Ernst Jünger (1895-1998) est l’un des écrivains allemands majeurs du XXe siècle. Essayiste, diariste, il fut chef d’une section d’assaut durant la Grande Guerre. Plusieurs fois blessé, il se vit décerner des décorations prestigieuses. Son livre Orages d’acier le rendit célèbre. Avec le philosophe Martin Heidegger, il entretint une correspondance sur la question de la technique qui, entre autres changements, modifie en profondeur la façon de faire la guerre. Opposé au nazisme, controversé après la Seconde Guerre mondiale, plus aristocrate que démocrate, il avoue son admiration pour l’empereur romain Auguste. «L’homme est sujet à d’indéracinables instincts monarchiques», écrit-il dans Traité du rebelle, le recours aux forêts (der Waldgänger en allemand), essai de 1951, dont M. Werner s’inspire.
L’essai propose une philosophie de la liberté et de la résistance. Selon Jünger, nazisme, communisme et démocratie américaine avaient ceci de commun que ces régimes révéraient la technique et la puissance militaire que celle-ci confère. L’automatisme est «l’aboutissement du développement techno-scientifique et de la rationalisation», tandis que le recours aux forêts désigne de façon métaphorique «l’amour du havre, de la terre natale, de la paix et de la sécurité que chacun porte dans son cœur».
En 1951, la famille et la nation avaient encore une certaine consistance. En 2023, Le régime occidental les voit d’un mauvais œil; elles se défont. L’Occident, ce sont d’abord les Etats-Unis et les pays anglo-saxons, l’Union européenne, l’OTAN. S’y adjoignent Israël et quelques pays prospères d’Extrême-Orient qui craignent la Chine. En son sein, les frontières s’effacent pour laisser place à un empire uniforme qui n’abandonne pas l’idée, malgré sa démographie en chute libre, d’imposer ses valeurs à la planète. Le régime occidental caractérise des Etats «voyeurs, traceurs, ficheurs». «Prendre le maquis», c’est entrer en résistance contre l’Etat total. L’Etat total technique vise la maîtrise et l’abondance, non pour le profit de tous, mais d’une petite élite. Les succès techniques asservissent les hommes, transformés en rouage d’une énorme machine. «Le confort se paie», dit Jünger.

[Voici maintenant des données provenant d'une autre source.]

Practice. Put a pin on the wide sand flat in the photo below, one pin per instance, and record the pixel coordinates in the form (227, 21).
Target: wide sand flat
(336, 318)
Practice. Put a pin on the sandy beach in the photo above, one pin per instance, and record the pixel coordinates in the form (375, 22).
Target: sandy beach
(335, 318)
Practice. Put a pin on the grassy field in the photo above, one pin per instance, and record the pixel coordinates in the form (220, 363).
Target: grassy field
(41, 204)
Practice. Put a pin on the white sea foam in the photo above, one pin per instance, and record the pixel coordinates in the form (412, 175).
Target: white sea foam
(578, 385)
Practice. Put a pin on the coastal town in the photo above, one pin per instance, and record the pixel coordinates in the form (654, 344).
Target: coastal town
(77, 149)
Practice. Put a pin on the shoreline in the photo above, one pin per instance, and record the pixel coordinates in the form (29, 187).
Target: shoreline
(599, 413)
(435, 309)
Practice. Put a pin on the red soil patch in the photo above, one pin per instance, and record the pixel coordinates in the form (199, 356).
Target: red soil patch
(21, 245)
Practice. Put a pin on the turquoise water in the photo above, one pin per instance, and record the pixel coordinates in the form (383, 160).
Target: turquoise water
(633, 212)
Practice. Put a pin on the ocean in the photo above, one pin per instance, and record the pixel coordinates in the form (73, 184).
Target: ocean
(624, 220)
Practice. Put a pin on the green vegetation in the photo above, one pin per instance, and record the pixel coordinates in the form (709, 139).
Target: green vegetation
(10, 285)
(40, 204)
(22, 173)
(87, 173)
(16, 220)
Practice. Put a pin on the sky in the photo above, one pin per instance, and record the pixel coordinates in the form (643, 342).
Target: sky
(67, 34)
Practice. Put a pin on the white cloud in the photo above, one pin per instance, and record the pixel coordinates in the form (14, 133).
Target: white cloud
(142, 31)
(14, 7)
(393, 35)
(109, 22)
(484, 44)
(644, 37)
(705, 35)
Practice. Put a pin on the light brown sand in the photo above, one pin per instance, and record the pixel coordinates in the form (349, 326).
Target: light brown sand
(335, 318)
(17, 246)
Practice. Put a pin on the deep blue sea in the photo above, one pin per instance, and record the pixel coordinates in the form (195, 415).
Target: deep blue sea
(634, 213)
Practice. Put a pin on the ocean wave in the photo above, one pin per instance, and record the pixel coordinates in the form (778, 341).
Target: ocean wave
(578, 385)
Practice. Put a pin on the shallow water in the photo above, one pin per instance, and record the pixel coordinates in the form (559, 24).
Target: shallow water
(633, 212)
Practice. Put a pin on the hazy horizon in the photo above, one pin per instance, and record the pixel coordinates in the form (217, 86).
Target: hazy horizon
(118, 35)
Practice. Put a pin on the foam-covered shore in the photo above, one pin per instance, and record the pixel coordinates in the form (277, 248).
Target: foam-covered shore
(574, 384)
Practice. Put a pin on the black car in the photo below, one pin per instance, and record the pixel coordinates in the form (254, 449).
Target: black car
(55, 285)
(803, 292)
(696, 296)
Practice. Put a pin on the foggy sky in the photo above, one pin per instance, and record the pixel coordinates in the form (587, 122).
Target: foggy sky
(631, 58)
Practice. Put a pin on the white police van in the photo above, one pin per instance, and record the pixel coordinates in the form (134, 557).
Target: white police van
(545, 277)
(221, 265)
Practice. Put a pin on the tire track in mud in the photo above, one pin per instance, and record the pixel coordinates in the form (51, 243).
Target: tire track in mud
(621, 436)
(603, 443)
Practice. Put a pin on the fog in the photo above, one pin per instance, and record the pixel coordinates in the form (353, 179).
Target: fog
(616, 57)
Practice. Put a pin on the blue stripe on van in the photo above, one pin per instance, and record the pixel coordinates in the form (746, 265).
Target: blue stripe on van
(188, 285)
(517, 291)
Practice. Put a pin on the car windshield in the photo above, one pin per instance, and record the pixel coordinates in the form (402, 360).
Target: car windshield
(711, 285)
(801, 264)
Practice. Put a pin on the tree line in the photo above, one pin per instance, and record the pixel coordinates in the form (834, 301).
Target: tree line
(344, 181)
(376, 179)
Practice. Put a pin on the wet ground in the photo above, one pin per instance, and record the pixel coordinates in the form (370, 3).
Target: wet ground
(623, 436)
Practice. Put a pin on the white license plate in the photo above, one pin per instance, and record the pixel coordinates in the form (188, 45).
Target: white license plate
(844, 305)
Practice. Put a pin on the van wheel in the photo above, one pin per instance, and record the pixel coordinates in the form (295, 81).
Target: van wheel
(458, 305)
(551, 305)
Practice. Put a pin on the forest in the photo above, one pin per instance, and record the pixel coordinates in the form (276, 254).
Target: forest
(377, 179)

Le rapport de force est en faveur de l’Etat total. Celui-ci fonctionne comme une entreprise multinationale. C’est un système de production et de consommation, non une communauté de vie, de langue, de travail. L’ordre managérial a remplacé l’ordre politique. L’Etat est strié de lignes de fractures, d’ordre social, religieux, sexuel, ethnique, générationnel. Une minuscule oligarchie très riche domine un vaste prolétariat. Adaptables, flexibles, assommées par la numérisation et l’urgence, les ressources humaines passent des heures dans les transports en commun. Elles se défendent comme elles peuvent, fuyant dans la toxicomanie, le divertissement, le burn-out et la dépression. Les masses prolétariennes gobent la propagande, croyant ce qu’il faut croire de la guerre en Ukraine ou en Israël, du réchauffement climatique, des vaccins, de l’intelligence artificielle, de l’e-médecine, de la diversité enrichissante. Elles ont désappris l’usage de la liberté et sont hostiles aux rebelles.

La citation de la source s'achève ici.